Parameter Update: 2025-4

"everybody gets o1" edition

Parameter Update: 2025-4

Welcome to what I am tentatively calling Parameter Update. It is a place for me to dump all the possibly-interesting things I encounter during the week to summarize them for myself and my work friends.

DeepSeek R1

If anyone was still under the illusion that limiting access to GPUs would be an effective measure to prevent China from building an o1-level model after Berkeley made one for $450, they should now be fully disabused of that notion.

While I remain sceptical of claims that R1 is a side hustle (have you seen the list of authors on the paper?), the 95% cost decrease in both training and inference - made possible by genuine RL innovation, not a Chinese psyop (lol) - compared to o1 is an incredible achievement that has unlocked a veritable explosion of new cool stuff. The fact that they open sourced all of it really is the cherry on top, which means that this is the new baseline now.

Some of the coolest things I've seen this week:

OpenAI

Stargate Project

Ironically announced just one day before DeepSeek came out running with R1, the project rivals the Manhattan Project in percentage of US GDP. It must be noted this is mostly non-governmental at this point, though Trump did pose for a photo-op. Interestingly enough, it seems this might have kicked off some drama, with Musk and Altman feuding in the replies:

Quickly followed by Nadella clearing things up from his end:

Operator

In other OpenAI news, we finally got our proverbial hands on OpenAIs first real agent product (I'm not counting their Swarm framework from late last year or Tasks from last week).

Operator is an AI model based on GPT-4o (actually a new model, not just a new UI!) that can independently operate a sandboxed web browser to complete various actions on your behalf. It crushes other VLM-based approaches, but still falls short of humans at the majority of tasks. It's also potentially vulnerable to some new forms of jailbreaks.

Apart from some of the compute-considerations (20min limit to tasks,...), what I find particularly interesting is the large rift between the way OpenAI is packaging this (preview, limited to Pro subscription) vs. how Anthropic announced Computer Use a few months ago (API changes with a ready-made Docker image to use them).

Honestly, I might be lacking the necessary creativity to think of why most people would be willing to shell out $200 for what is being offered right now. At the same time, I am fascinated about what is essentially the first move OpenAI has made away from having their models interface with ready-made APIs and what these capabilities signal about future use cases enabled by a combination of o3, memory, Search, RAG,... - and I'm looking forward to experimenting when it inevitably comes to Plus tier later on.

o3-mini

In what seems like a direct response to R1, Altman has announced that o3-mini will be available to Free Users, with Plus subscribers getting 100 queries per day.
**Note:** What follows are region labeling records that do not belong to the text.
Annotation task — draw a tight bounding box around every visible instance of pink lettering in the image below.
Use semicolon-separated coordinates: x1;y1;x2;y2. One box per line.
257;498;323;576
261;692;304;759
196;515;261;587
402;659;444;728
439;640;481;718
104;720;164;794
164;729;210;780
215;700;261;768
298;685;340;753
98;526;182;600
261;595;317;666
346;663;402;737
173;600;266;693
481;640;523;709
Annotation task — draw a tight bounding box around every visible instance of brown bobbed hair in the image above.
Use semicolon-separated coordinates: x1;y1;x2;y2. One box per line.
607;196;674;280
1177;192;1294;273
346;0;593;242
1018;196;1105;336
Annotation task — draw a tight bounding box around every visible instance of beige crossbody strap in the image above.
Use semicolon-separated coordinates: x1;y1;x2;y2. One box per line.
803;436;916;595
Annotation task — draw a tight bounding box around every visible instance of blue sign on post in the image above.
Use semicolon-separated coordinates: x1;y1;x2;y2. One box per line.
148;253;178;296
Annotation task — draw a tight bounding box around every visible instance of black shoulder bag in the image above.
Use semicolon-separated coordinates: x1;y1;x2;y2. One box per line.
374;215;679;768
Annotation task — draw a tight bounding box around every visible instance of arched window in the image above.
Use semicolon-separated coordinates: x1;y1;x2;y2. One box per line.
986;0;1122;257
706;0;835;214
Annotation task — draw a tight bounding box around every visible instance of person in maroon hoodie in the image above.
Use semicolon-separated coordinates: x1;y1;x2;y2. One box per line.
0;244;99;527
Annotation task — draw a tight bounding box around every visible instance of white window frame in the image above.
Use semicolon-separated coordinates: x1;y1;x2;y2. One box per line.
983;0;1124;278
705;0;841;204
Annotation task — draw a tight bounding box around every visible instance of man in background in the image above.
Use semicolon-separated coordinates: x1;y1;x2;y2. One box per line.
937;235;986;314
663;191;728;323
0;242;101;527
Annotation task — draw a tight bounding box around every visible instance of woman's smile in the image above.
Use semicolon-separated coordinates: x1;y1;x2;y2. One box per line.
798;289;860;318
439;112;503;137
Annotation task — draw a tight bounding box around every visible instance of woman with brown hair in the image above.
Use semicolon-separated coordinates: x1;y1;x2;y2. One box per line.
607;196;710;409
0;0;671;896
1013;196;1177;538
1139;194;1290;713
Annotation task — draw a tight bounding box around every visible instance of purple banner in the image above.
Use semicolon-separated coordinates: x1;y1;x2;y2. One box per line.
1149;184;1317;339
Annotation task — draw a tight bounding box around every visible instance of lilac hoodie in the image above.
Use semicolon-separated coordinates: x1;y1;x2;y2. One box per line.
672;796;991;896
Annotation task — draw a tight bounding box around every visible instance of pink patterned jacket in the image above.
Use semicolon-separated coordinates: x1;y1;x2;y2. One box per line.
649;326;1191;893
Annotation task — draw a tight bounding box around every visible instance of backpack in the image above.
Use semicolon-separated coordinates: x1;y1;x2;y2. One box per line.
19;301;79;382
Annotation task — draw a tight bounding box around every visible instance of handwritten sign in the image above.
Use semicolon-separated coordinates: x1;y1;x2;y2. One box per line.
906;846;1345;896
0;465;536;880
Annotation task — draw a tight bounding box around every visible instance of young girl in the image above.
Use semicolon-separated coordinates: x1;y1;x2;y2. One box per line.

Pro subscribers, on the other hand, will be getting (broader? sole?) access to o3 when it launches later this year.
While the latter matches up with my expectations given the enormous compute requirements of full o3 (OpenAI spend half the DeepSeek v3 training cost on a single benchmark run), I am surprised they are willing to expend the compute it'll take to roll out a TTC model to free-tier users - it really seems like scaling SSP is no longer a priority for them.

Google: Gemini 2.0 Flash Thinking Experimental 01-21

Despite their model names being somehow the worst of the bunch, DeepMind has been on a roll lately when it comes to actually shipping stuff. While R1 has stolen most of the thunder of this launch, using this model in AI Studio has been a really good experience this week, as it is (to my knowledge) the first TTC model directly usable with Code Execution (if you don't count o1 now supporting Canvas). One million tokens context limit also don't hurt - nice!

Perplexity

Sonar APIs

After neglecting their APIs for the longest time to focus on more important matters like buying Tiktok, it seems that Aravind Srinivas has finally woken up to the reality of Google (with their Search Grounding) and other competitors catching up to their product. In response, Perplexity has rolled out two new models in their API:

  • Sonar, promoted as being "great for everyday questions"
  • Sonar Pro, billed as "state-of-the-art factuality"

I remain sceptical of Perplexity due to their rapid, short-term deprecation of old models and IMO outrageous $9 Billion valuation (lol), but this seems like a very solid step towards building better search products. The majority of my slightly more tricky prompts still failed to produce usable results though.

Assistant

As a complete surprise (to me anyway), came the launch of Perplexity Assistant - a drop-in replacement to Google's Gemini Assistant on Android.

I'm not sure, I get the product reasoning behind this - Perplexity is a much smaller competitor, now fragmenting their product to compete on Google's home turf. While I love Perplexity's design language, it is unsurprising that providing feature parity with the many smaller integrations Google has to build may prove difficult. On the other hand, it seems (from the outside in) like Google's assistant offering is at a bit of a pivotal moment as well, so now may be the best time for them to gain some foothold in this market. And with Apple prioritizing Controls APIs as part of their Apple Intelligence push (and being forced to allow switching standard apps due to the EU DMI), even a cross-platform product may be feasible.